Stereo image matching is a fundamental task in computer vision, photogrammetry and remote sensing, but there is an almost unexplored field, i.e., polygon matching, which faces the following challenges: disparity discontinuity, scale variation, training requirement, and generalization. To address the above-mentioned issues, this paper proposes a novel U(PM): low-cost unsupervised polygon matching with pre-trained models by uniting automatically learned and handcrafted features, of which pipeline is as follows: firstly, the detector leverages the pre-trained segment anything model to obtain masks; then, the vectorizer converts the masks to polygons and graphic structure; secondly, the global matcher addresses challenges from global viewpoint changes and scale variation based on bidirectional-pyramid strategy with pre-trained LoFTR; finally, the local matcher further overcomes local disparity discontinuity and topology inconsistency of polygon matching by local-joint geometry and multi-feature matching strategy with Hungarian algorithm. We benchmark our U(PM) on the ScanNet and SceneFlow datasets using our proposed new metric, which achieved state-of-the-art accuracy at a competitive speed and satisfactory generalization performance at low cost without any training requirement.

Paper Structure

This paper contains 19 sections, 12 equations, 5 figures, 4 tables.

Figures (5)

  • Figure 1: A visual representation of the different types of matching primitives (points, lines, polygons).

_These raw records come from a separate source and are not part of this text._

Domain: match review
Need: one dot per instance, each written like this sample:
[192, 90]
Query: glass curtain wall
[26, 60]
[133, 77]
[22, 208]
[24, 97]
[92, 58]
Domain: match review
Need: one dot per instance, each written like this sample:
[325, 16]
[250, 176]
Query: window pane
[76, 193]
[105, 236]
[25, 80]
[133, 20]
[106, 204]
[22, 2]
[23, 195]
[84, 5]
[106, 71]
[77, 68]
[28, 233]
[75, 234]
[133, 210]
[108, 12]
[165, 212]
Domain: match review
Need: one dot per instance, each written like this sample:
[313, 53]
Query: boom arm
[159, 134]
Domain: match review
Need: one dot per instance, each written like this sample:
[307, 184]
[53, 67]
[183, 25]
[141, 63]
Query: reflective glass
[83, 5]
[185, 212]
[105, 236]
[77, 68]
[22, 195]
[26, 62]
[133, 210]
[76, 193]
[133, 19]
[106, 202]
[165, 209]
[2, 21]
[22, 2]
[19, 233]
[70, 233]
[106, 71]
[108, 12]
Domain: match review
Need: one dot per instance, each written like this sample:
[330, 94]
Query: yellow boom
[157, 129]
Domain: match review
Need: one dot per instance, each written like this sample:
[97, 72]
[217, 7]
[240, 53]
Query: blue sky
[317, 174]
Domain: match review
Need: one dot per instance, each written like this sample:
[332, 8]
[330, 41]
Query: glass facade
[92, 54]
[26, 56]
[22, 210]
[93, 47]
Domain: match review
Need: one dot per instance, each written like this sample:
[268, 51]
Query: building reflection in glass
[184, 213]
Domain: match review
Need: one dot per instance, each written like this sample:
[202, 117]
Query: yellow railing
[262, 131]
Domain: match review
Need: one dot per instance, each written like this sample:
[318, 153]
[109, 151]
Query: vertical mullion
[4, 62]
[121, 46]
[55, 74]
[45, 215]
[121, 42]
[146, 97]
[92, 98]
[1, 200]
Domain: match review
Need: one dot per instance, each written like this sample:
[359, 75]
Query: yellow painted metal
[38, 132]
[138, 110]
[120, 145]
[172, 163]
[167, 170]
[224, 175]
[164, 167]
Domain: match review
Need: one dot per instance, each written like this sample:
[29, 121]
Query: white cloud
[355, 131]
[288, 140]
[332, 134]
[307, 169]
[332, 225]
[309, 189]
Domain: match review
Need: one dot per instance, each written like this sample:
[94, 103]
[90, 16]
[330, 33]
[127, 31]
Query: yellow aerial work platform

  • Figure 2: U(PM)$^2$ vs. MASA and MESA in visual comparison. The locations indicated by the rounded boxes are where the topological relationships have changed. MASA fails to detect polygons or areas because it was designed for different tasks. MESA achieves lower area overlap ratios and higher mismatch rates. In contrast, U(PM)$^2$ attains the highest number of matches with the finest-grained accuracy (down to individual building-level accuracy).
  • Figure 3: Overview of U(PM)$^2$. 1) Detector jointly performs polygon and feature point detection from stereo images to construct polygons with graphic structure. 2) Global matcher matches feature points extracted by the Detector, establishing reliable correspondences and global geometric constraints. 3)Local matcher eliminates ambiguous matches through the geometry and multi-feature matching strategy to solve bipartite graph matching, ultimately optimizing polygon matching.

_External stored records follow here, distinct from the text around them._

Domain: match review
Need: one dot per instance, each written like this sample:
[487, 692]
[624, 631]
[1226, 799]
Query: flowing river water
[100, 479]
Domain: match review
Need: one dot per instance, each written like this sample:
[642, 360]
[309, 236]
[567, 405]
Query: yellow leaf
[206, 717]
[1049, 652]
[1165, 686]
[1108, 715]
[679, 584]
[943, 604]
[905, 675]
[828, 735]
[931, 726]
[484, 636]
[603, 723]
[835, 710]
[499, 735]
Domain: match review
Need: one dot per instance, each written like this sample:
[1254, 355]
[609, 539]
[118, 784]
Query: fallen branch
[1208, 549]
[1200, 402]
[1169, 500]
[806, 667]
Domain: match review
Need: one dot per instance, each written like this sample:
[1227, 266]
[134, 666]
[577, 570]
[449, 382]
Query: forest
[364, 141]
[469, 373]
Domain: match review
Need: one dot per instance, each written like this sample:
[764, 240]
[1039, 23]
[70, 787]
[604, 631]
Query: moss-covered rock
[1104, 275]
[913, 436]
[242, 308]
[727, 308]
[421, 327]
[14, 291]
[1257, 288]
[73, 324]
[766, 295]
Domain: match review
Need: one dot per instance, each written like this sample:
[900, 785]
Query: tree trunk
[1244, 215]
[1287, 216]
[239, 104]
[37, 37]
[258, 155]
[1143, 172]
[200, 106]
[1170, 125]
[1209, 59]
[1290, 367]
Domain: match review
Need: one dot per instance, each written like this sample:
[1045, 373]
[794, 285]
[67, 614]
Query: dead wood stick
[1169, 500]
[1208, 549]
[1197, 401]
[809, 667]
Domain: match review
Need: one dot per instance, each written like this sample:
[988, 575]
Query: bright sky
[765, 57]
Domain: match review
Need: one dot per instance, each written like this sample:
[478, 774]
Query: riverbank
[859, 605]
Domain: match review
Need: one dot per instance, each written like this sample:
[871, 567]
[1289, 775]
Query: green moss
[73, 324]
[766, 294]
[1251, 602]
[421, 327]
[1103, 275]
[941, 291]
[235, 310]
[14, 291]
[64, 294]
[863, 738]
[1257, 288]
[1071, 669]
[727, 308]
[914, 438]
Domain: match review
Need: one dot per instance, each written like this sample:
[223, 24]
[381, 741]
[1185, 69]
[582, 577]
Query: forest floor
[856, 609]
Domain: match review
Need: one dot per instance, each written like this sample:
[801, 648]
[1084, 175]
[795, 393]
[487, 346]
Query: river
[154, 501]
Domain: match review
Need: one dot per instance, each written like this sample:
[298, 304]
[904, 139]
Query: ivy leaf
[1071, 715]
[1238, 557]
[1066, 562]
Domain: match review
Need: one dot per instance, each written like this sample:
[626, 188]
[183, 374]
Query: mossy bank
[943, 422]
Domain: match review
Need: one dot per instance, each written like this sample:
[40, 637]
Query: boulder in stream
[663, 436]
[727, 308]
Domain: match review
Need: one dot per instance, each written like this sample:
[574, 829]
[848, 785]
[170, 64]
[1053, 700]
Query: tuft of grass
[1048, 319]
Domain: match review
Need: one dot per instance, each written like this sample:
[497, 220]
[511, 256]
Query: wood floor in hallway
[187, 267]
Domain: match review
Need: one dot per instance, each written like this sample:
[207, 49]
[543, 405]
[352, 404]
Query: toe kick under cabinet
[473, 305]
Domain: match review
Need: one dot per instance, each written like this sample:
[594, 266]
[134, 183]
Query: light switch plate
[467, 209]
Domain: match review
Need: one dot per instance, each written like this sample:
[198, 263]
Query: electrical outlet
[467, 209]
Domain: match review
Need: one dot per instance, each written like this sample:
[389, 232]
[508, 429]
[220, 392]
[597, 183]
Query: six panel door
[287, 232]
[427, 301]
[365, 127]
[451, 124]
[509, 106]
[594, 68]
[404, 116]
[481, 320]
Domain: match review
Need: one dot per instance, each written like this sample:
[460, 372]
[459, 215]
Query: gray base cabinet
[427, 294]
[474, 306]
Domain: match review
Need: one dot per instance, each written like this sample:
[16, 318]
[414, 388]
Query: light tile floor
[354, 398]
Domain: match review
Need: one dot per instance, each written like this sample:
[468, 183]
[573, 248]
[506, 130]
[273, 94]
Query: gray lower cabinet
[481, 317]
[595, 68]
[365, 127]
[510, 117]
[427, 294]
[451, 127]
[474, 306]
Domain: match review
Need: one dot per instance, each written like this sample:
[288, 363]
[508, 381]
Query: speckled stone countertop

  • Figure 4: Bidirectional-pyramid matching. The Bidirectional pyramid progressively narrows the search region from the top-level initial area toward lower levels to establish geometric constraints for subsequent local matching.

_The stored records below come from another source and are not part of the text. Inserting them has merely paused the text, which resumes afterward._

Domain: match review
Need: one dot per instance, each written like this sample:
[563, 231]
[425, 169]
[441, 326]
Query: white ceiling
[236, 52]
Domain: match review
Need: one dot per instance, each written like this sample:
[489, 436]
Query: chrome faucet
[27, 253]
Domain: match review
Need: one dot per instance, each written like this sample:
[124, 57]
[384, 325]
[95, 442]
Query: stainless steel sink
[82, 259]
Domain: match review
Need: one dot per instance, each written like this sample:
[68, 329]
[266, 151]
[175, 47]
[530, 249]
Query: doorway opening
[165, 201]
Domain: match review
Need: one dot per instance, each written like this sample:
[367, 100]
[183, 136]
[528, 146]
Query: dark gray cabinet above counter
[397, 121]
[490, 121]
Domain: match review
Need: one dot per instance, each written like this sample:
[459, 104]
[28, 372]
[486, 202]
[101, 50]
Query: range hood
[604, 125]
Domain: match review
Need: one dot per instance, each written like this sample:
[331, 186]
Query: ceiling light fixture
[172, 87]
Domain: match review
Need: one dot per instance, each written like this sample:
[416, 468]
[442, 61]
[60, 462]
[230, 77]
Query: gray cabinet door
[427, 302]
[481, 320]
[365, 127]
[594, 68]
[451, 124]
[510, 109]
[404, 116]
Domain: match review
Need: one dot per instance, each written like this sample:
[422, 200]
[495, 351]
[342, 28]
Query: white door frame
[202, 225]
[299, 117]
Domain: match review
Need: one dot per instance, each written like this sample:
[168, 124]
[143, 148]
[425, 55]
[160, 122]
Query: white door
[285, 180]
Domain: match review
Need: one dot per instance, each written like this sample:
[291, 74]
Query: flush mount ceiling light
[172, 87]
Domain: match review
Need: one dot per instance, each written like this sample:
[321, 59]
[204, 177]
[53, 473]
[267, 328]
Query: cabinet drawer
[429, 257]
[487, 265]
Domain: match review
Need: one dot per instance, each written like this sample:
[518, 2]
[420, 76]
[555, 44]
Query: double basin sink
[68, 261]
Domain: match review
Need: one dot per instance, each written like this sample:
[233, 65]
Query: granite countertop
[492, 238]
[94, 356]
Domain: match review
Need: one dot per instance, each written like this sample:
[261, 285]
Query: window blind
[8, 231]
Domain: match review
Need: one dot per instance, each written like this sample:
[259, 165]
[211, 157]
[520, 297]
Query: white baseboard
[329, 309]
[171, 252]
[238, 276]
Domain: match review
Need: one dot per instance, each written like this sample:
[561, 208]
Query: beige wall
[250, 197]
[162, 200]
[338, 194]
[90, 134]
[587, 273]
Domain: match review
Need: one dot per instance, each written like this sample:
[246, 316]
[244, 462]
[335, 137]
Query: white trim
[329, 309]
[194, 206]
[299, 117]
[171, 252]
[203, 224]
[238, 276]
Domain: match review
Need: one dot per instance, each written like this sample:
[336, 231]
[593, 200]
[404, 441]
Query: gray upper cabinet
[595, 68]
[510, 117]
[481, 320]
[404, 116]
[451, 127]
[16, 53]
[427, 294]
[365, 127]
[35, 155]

  • Figure 5: The proposed Local Matcher. It addresses matching failures caused by local deformations and topological inconsistencies. The essential reason is the viewpoint variation causes disparity variation, then disparity variation in turn leads to topological inconsistency (e.g., the relative position relationship between the box and the polygonal area). To solve above-mentioned issue, the local matching is proposed by joint local geometric and texture correlations.